In de Wet BRV is geen definitie van het begrip woningen opgenomen. In de memorie van toelichting bij het wetsvoorstel dat heeft geleid tot het onder 4.1 vermelde artikel 14, lid 2, Wet BRV is (voor zover hier van belang) het volgende opgemerkt:
‘Artikel XVI, onderdeel C (artikelen 14 van de Wet op belastingen van rechtsverkeer)
Dit onderdeel regelt de verlaging van het tarief overdrachtsbelasting naar 2 procent voor de verkrijging van woningen of van rechten waaraan deze zijn onderworpen. Onder woningen wordt in dit kader verstaan onroerende zaken die op het moment van de juridische overdracht naar hun aard zijn bestemd voor bewoning. Als een onroerende zaak feitelijk wordt bewoond, maar naar zijn aard niet bestemd is voor bewoning, dan wordt deze onroerende zaak niet aangemerkt als woning. Bij twijfel of een onroerende zaak naar zijn aard bestemd is voor bewoning is mede van belang of de gemeente aan de onroerende zaak een woonbestemming heeft gegeven. Het gedogen door de gemeente van bewoning is niet voldoende om een onroerende zaak als woning aan te merken.
Voor toepassing van het verlaagde tarief maakt het geen verschil of de verkrijger de woning zelf gaat bewonen of dat de verkrijger de woning verhuurt aan een particulier. Ook ontneemt tijdelijke leegstand aan de onroerende zaak niet het karakter van woning.

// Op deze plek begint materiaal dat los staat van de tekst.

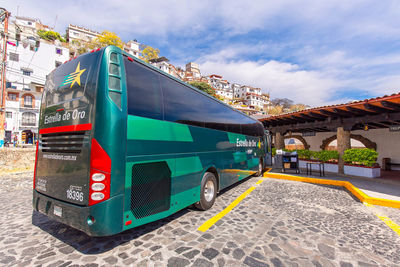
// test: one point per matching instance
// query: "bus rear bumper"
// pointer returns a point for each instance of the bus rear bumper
(107, 215)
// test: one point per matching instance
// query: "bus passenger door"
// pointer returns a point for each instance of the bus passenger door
(268, 148)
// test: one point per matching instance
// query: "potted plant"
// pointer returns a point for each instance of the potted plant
(361, 162)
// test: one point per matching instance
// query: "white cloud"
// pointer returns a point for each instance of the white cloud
(282, 80)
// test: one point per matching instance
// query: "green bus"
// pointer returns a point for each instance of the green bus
(122, 144)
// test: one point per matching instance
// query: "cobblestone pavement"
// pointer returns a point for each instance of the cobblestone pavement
(281, 223)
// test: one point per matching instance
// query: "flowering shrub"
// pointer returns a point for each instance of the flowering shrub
(363, 156)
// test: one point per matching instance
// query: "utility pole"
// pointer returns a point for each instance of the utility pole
(4, 16)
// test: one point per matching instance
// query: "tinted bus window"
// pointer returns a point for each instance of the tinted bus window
(74, 80)
(144, 92)
(182, 104)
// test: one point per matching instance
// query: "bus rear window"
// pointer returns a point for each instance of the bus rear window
(72, 80)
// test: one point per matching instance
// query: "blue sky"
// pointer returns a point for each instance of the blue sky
(313, 52)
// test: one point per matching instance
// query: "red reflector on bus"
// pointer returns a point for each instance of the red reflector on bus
(67, 128)
(99, 159)
(100, 167)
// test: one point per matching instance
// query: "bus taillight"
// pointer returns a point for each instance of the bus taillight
(34, 170)
(100, 172)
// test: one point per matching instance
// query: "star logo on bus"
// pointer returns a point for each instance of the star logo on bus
(259, 144)
(74, 77)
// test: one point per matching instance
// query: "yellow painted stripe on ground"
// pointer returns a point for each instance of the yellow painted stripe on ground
(364, 198)
(395, 227)
(205, 226)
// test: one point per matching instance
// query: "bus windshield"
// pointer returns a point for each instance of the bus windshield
(72, 81)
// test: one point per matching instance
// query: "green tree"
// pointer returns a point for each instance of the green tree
(150, 53)
(205, 87)
(107, 38)
(50, 35)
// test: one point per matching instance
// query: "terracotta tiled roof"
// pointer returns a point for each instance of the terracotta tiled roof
(375, 105)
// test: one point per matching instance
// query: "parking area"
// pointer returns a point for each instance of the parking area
(280, 223)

De maatregel geldt ook voor de tweede woning en de recreatiewoning, indien deze naar hun aard bestemd zijn voor bewoning. Daarnaast geldt de maatregel voor een nieuwe woning in aanbouw. Als de fundering is aangebracht is in dit kader sprake van een nieuwe woning in aanbouw. Een onroerende zaak die geen woning is, maar wordt verbouwd tot woning valt niet onder de maatregel.
Als woning zijn in ieder geval niet aan te merken:
-bedrijfsgebouwen en -ruimtes;
-afzonderlijke garageboxen
-hotels/pensions;
-asielzoekerscentra;
-een onroerende zaak die bestemd is voor gebruik als een verpleeg- of verzorgingsinstelling of ziekenhuis;
-internaten; en
-grond bestemd voor woningbouw.
(…)’
(Kamerstukken II 2011/12, 33003, nr. 3, blz. 115).